Jerry Wayne Longmire’s The Reckon Yard is a project I’m unusually proud of. It’s the kind of passion project few editors get to undertake. He’s a comedian, but his memoir, it’s really about his time growing up in a rural junkyard, his life emerging out of that blue-collar space, and trying to be a good man despite role models and life experiences that could have made him otherwise.”

Another unique thing about SFWP is that it also maintains an online literary journal. “The lit journal allows us to foster authors, to give them a space for ideas that are still nascent, or that are best suited to be a short piece or cycle,” al-Sirgany says.

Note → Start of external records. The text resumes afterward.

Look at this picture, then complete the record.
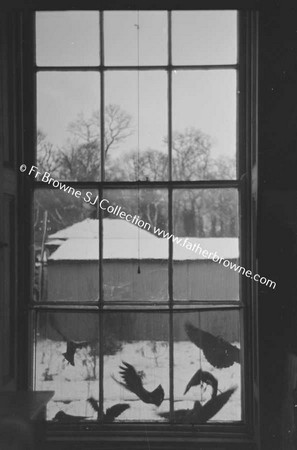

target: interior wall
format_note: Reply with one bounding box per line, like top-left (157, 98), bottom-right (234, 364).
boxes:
top-left (258, 1), bottom-right (297, 449)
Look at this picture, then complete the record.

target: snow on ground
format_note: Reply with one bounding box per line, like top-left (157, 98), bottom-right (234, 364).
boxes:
top-left (35, 339), bottom-right (241, 422)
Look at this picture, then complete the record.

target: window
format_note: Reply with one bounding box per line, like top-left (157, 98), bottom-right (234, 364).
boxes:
top-left (29, 9), bottom-right (256, 438)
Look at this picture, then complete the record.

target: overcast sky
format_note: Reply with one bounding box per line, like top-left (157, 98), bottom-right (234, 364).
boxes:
top-left (36, 11), bottom-right (237, 160)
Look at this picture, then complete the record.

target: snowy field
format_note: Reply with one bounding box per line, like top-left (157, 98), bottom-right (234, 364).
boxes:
top-left (35, 339), bottom-right (241, 422)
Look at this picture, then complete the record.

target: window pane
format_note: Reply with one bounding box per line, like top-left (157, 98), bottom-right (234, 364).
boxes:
top-left (172, 11), bottom-right (237, 65)
top-left (105, 71), bottom-right (167, 181)
top-left (172, 70), bottom-right (237, 180)
top-left (36, 12), bottom-right (100, 67)
top-left (173, 189), bottom-right (239, 301)
top-left (34, 312), bottom-right (99, 421)
top-left (103, 312), bottom-right (169, 421)
top-left (104, 11), bottom-right (167, 66)
top-left (34, 189), bottom-right (99, 302)
top-left (173, 310), bottom-right (242, 423)
top-left (103, 189), bottom-right (168, 301)
top-left (37, 72), bottom-right (100, 181)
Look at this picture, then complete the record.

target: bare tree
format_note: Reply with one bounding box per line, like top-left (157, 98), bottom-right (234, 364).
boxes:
top-left (110, 128), bottom-right (237, 236)
top-left (36, 109), bottom-right (237, 238)
top-left (37, 129), bottom-right (61, 176)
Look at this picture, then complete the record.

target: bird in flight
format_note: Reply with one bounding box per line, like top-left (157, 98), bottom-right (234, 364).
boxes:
top-left (185, 322), bottom-right (240, 369)
top-left (87, 397), bottom-right (130, 422)
top-left (48, 314), bottom-right (95, 366)
top-left (113, 361), bottom-right (164, 407)
top-left (159, 387), bottom-right (237, 423)
top-left (184, 369), bottom-right (218, 399)
top-left (62, 340), bottom-right (90, 366)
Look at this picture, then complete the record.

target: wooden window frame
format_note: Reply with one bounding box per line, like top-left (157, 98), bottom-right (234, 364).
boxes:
top-left (17, 6), bottom-right (259, 449)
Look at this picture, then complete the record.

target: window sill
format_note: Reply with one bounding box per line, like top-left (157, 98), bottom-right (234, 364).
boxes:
top-left (46, 423), bottom-right (258, 450)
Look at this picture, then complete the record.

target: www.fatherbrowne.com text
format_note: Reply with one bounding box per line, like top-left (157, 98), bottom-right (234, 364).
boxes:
top-left (21, 165), bottom-right (276, 290)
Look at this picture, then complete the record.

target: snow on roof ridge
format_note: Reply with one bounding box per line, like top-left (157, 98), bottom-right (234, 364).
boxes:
top-left (48, 217), bottom-right (156, 241)
top-left (49, 236), bottom-right (239, 261)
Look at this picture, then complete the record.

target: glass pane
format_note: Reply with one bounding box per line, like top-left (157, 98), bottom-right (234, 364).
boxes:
top-left (103, 312), bottom-right (169, 421)
top-left (37, 72), bottom-right (100, 181)
top-left (34, 312), bottom-right (99, 421)
top-left (103, 189), bottom-right (168, 301)
top-left (172, 11), bottom-right (237, 65)
top-left (173, 189), bottom-right (239, 301)
top-left (104, 11), bottom-right (167, 66)
top-left (34, 189), bottom-right (99, 302)
top-left (172, 70), bottom-right (237, 180)
top-left (36, 12), bottom-right (100, 67)
top-left (173, 310), bottom-right (242, 423)
top-left (105, 71), bottom-right (167, 181)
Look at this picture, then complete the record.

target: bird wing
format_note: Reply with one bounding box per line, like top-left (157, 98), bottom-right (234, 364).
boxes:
top-left (87, 397), bottom-right (99, 412)
top-left (62, 342), bottom-right (76, 366)
top-left (184, 369), bottom-right (202, 395)
top-left (185, 321), bottom-right (240, 368)
top-left (184, 369), bottom-right (218, 398)
top-left (200, 370), bottom-right (218, 398)
top-left (119, 362), bottom-right (144, 396)
top-left (105, 404), bottom-right (130, 421)
top-left (158, 409), bottom-right (188, 421)
top-left (116, 362), bottom-right (164, 406)
top-left (199, 387), bottom-right (237, 423)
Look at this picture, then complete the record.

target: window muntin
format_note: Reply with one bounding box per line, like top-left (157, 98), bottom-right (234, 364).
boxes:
top-left (33, 10), bottom-right (247, 426)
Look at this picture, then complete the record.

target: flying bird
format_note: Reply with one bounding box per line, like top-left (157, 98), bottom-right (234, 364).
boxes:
top-left (197, 387), bottom-right (236, 423)
top-left (113, 361), bottom-right (164, 407)
top-left (184, 369), bottom-right (218, 398)
top-left (48, 314), bottom-right (94, 366)
top-left (62, 340), bottom-right (89, 366)
top-left (87, 397), bottom-right (130, 422)
top-left (159, 387), bottom-right (236, 423)
top-left (158, 400), bottom-right (203, 423)
top-left (185, 322), bottom-right (240, 369)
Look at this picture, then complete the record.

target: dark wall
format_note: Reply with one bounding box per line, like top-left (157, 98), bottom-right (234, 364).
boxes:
top-left (258, 1), bottom-right (297, 449)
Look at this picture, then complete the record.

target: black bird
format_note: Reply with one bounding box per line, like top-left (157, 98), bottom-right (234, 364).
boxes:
top-left (185, 322), bottom-right (240, 368)
top-left (105, 404), bottom-right (130, 422)
top-left (62, 340), bottom-right (89, 366)
top-left (158, 401), bottom-right (203, 423)
top-left (48, 314), bottom-right (93, 366)
top-left (113, 361), bottom-right (164, 407)
top-left (184, 369), bottom-right (218, 398)
top-left (159, 387), bottom-right (236, 423)
top-left (87, 397), bottom-right (130, 422)
top-left (197, 387), bottom-right (236, 423)
top-left (53, 411), bottom-right (90, 422)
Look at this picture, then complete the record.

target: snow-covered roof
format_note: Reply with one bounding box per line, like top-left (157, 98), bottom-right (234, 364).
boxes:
top-left (49, 236), bottom-right (239, 261)
top-left (48, 218), bottom-right (238, 261)
top-left (48, 218), bottom-right (156, 241)
top-left (46, 239), bottom-right (65, 246)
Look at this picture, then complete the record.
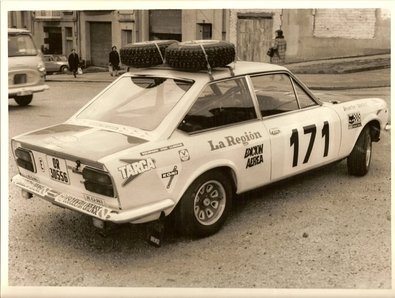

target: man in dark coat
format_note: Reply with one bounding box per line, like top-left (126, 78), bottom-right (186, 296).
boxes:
top-left (109, 46), bottom-right (120, 76)
top-left (68, 49), bottom-right (79, 78)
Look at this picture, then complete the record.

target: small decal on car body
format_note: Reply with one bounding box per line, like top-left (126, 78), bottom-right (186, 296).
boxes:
top-left (140, 143), bottom-right (184, 156)
top-left (118, 158), bottom-right (156, 186)
top-left (179, 149), bottom-right (190, 162)
top-left (348, 112), bottom-right (362, 129)
top-left (244, 144), bottom-right (264, 169)
top-left (208, 131), bottom-right (262, 151)
top-left (161, 165), bottom-right (179, 190)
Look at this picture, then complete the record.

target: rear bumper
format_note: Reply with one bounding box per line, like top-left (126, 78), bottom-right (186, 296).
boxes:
top-left (12, 174), bottom-right (175, 224)
top-left (9, 84), bottom-right (49, 97)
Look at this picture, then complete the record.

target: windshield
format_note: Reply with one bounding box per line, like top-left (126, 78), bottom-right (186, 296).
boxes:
top-left (8, 33), bottom-right (38, 57)
top-left (76, 76), bottom-right (194, 131)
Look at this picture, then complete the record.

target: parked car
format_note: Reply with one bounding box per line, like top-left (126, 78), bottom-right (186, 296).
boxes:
top-left (8, 28), bottom-right (48, 106)
top-left (11, 41), bottom-right (390, 240)
top-left (43, 54), bottom-right (69, 74)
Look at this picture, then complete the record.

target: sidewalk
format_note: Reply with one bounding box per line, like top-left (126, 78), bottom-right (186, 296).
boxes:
top-left (45, 54), bottom-right (390, 90)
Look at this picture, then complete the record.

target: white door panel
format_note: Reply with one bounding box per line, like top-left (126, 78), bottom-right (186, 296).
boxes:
top-left (186, 121), bottom-right (271, 193)
top-left (262, 107), bottom-right (341, 181)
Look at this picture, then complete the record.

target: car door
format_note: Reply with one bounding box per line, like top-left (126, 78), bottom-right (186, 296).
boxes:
top-left (249, 72), bottom-right (341, 182)
top-left (177, 76), bottom-right (272, 193)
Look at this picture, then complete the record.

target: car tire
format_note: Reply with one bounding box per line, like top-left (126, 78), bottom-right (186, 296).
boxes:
top-left (175, 170), bottom-right (233, 238)
top-left (14, 95), bottom-right (33, 106)
top-left (165, 40), bottom-right (236, 71)
top-left (60, 65), bottom-right (69, 73)
top-left (120, 40), bottom-right (178, 68)
top-left (347, 126), bottom-right (372, 176)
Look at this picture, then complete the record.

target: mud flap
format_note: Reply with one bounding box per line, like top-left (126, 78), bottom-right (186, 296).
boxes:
top-left (146, 212), bottom-right (166, 247)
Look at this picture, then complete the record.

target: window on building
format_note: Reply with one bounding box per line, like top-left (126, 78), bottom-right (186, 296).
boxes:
top-left (65, 27), bottom-right (72, 38)
top-left (9, 11), bottom-right (17, 28)
top-left (197, 23), bottom-right (212, 40)
top-left (149, 10), bottom-right (182, 41)
top-left (121, 30), bottom-right (133, 47)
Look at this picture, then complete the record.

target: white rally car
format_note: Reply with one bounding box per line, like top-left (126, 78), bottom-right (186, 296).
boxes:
top-left (11, 58), bottom-right (389, 238)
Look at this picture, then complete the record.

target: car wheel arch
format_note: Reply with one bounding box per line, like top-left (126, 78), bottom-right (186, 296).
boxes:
top-left (176, 163), bottom-right (238, 204)
top-left (367, 119), bottom-right (381, 142)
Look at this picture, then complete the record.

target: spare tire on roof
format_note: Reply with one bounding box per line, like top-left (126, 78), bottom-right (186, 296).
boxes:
top-left (165, 40), bottom-right (236, 71)
top-left (120, 40), bottom-right (178, 68)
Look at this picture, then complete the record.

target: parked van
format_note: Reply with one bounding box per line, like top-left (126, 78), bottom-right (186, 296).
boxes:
top-left (8, 28), bottom-right (48, 106)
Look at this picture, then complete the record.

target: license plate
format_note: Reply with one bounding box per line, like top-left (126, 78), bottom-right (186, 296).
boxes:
top-left (55, 193), bottom-right (111, 219)
top-left (46, 155), bottom-right (70, 184)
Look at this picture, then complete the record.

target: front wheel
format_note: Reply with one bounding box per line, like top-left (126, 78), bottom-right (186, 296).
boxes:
top-left (347, 126), bottom-right (372, 176)
top-left (175, 170), bottom-right (233, 238)
top-left (14, 95), bottom-right (33, 106)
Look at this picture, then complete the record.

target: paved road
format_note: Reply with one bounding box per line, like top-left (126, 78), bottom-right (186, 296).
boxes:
top-left (5, 80), bottom-right (391, 296)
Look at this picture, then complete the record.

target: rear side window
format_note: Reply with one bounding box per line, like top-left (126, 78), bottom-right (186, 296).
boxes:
top-left (8, 34), bottom-right (38, 57)
top-left (178, 77), bottom-right (257, 133)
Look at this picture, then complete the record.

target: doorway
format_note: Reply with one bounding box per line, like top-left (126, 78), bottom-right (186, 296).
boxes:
top-left (236, 14), bottom-right (273, 62)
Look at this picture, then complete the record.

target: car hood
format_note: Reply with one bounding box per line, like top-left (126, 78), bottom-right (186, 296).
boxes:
top-left (14, 123), bottom-right (147, 161)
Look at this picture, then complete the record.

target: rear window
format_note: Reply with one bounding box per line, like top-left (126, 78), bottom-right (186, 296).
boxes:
top-left (76, 76), bottom-right (194, 131)
top-left (8, 33), bottom-right (38, 57)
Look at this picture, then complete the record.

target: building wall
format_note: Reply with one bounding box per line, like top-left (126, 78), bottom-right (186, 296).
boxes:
top-left (79, 11), bottom-right (136, 66)
top-left (9, 9), bottom-right (390, 66)
top-left (182, 9), bottom-right (224, 41)
top-left (286, 9), bottom-right (390, 61)
top-left (228, 8), bottom-right (390, 62)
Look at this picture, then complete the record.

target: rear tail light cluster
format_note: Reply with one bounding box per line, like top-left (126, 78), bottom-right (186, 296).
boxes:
top-left (82, 167), bottom-right (114, 197)
top-left (15, 148), bottom-right (35, 172)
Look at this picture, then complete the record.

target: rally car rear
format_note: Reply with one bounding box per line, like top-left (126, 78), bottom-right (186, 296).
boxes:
top-left (11, 123), bottom-right (175, 227)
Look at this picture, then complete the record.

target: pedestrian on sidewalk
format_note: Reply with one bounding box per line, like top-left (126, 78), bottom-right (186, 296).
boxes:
top-left (270, 29), bottom-right (287, 65)
top-left (68, 49), bottom-right (80, 78)
top-left (109, 46), bottom-right (120, 77)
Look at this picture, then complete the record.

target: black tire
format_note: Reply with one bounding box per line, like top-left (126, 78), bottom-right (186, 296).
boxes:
top-left (120, 40), bottom-right (178, 68)
top-left (347, 126), bottom-right (372, 176)
top-left (14, 95), bottom-right (33, 106)
top-left (60, 65), bottom-right (69, 73)
top-left (175, 170), bottom-right (233, 238)
top-left (165, 40), bottom-right (235, 71)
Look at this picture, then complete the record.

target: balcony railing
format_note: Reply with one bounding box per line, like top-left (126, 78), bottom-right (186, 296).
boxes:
top-left (34, 11), bottom-right (62, 20)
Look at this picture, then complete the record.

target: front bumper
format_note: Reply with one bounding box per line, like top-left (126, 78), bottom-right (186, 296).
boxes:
top-left (9, 84), bottom-right (49, 97)
top-left (12, 174), bottom-right (175, 223)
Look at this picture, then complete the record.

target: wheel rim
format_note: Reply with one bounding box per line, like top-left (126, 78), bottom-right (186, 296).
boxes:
top-left (193, 180), bottom-right (226, 226)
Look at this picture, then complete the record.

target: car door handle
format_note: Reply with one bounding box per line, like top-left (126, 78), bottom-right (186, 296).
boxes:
top-left (269, 128), bottom-right (281, 135)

“The journal is somewhat separate from the press. Different folks usually read the submissions there, but there’s a lot of cross support and consultation.“Importantly, the journal staff reads the SFWP books, and the press staff reads the journal. I trust the journal’s taste, and I take it seriously when folks who published an essay or something at the journal expand that work into a full-length manuscript. Like, Hey, I know this is our vibe. I met this person, even if digitally, and I know I can work with them.

al-Sirgany urges readers to check out SFWP’s backlist. “I’m not only proud of what I’ve done at SFWP, I’m proud to have gotten to join SFWP, which has done brilliant stuff for years. The backlist has aged well, and it tells an amazing story about what indie lit has been and is still becoming.”